The friendliest, high quality science and math community on the planet! Everyone who loves science is here!

Shear Force

  1. May 19, 2010 #1
    Hi Everyone. Im trying to find out when this paddle (in red) would break due to the force of the drag of the water and from the force of the pneumatic cylinder that is pushing it. I took intro to statics but as you can see with the figure the machine is not static. Can someone point me to the right direction.
    ______________________________________________________________________________ piston.JPG

    Here is my attempt:

    let the force of the water be the drag force of the water, F_w = C_d*rho*v^2*A_p , where C_d is the coefficient of drag of the paddle, rho is the density of water, v is the velocity of the paddel, and A_p is the cross sectional area of the paddle exposed to the water. The force of the pneumatic piston is, F_p = P*A_b = P*pi*d^2/4 , such that P is the pressure supplied to the cylinder and d is the diameter of the piston bore.

    The paddle will break when the applied forces exceeds the paddles yield strength so. Let sigma be the yield strength resulting from the drag force and the force of the piston.

    sigma = (F_w + F_p)/A_p

    piston.jpg
     
  2. jcsd
  3. May 19, 2010 #2

    Astronuc

    User Avatar
    Staff Emeritus
    Science Advisor

    Is the paddle fixed to the piston?
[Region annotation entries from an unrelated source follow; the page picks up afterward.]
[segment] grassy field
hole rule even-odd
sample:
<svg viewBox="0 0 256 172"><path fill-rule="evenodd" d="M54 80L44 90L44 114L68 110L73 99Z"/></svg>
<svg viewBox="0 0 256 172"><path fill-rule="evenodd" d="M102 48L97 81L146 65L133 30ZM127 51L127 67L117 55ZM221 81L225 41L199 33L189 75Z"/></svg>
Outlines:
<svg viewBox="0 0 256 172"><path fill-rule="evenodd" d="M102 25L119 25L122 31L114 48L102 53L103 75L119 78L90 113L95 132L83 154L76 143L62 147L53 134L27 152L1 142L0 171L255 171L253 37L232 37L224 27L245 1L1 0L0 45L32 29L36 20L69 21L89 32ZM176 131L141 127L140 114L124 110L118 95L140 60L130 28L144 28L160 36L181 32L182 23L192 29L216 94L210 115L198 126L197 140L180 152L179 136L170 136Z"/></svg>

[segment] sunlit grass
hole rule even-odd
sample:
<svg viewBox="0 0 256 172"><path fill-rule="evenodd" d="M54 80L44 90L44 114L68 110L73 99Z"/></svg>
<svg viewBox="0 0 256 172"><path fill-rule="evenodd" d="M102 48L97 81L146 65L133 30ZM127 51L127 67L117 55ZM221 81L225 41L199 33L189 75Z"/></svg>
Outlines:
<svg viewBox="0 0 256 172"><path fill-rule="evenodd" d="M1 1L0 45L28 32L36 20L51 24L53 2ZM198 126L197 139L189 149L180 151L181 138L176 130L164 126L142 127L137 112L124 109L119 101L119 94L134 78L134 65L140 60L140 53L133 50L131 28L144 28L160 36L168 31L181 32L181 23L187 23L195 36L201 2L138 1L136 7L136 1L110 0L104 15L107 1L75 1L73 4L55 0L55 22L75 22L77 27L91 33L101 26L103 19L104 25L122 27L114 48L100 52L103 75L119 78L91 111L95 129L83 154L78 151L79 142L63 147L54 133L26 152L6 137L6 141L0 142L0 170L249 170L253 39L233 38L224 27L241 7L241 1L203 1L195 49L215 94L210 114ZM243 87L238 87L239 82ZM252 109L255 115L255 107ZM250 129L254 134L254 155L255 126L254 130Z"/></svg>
There does not appear to be a pivot point. Does one consider the force of gravity, i.e., weight of paddle.

    It is static in the sense that one is looking for the maximum force which would cause the maximum stress to exceed yield or critical shear stress if that is the criterion for failure. The force in the water occurs in conjunction with the force in the piston - but the two forces are not colinear, so there is a moment induced during motion of the paddle.
     
  4. May 19, 2010 #3
    You can treat the problem as a beam. Consider the fixed end to be mounted and not moving. Then use the force of the water as you would a variably loaded cantilever beam. That should help you.
     
  5. May 19, 2010 #4
    @ Astronuc , yes the paddle is fixed to the piston with a bracket (yellow) and the weight of the paddle is negligible compared to the forces applied to it. What do you mean there doesnt seem to be a pivot point?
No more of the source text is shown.